The Rose Ensemble – What’s in a Name?

Our first concert of the season features The Rose Ensemble, a choir of some twelve voices, based in St. Paul, Minnesota.  It will perform A Rose in Winter: The Miracle of New Life in the Dark of Night, a program of Medieval and Renaissance music for the Christmas Season.

Not surprisingly, given the group’s name and its program title, Jordan Sramek, the group’s founder and artistic director, has an interesting take on the image of the rose.  He chose it as the name for the group because he sought an organic image that was symbolic in both the sacred and secular worlds of the past and the present.  He considered various herbs or plants but settled on the image of the rose.  It is an important religious symbol, especially in Christianity, Judaism and Islam.  And, it is equally significant in secular imagery of the medieval, Renaissance and Baroque periods, appearing in the courtly love poems of the Troubadours, as a symbol of the Tudor family and, in the Baroque period, as an allegorical symbol of human love, beauty and sweetness.  He notes the paradoxical symbolism of the rose: “It is at once a symbol of heavenly perfection and earthly passion; virginity and fertility; death and life  –  the flower of Venus but also the blood of Adonis and Christ.”
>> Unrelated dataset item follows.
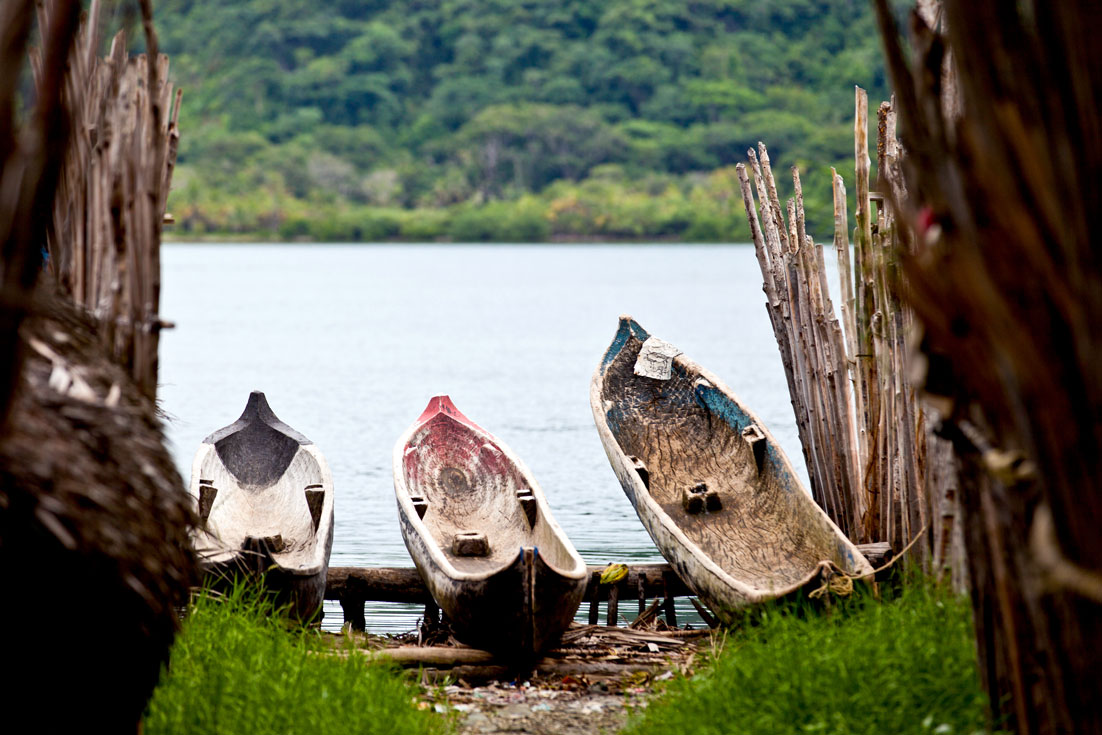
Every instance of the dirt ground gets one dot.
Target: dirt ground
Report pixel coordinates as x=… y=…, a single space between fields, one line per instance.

The Rose in Winter concert is inspired by ancient Christmas legends that describe a midnight blooming of all manner of plants, trees, and flowers.  The ensemble explores this miracle of new life amid the cold of winter with choral works by Byrd and Mouton, English ballads, Spanish cantigas and, of course, the German carol, “Es Ist Ein Ros Entsprungen” (“Lo, How a Rose E’er Blooming”).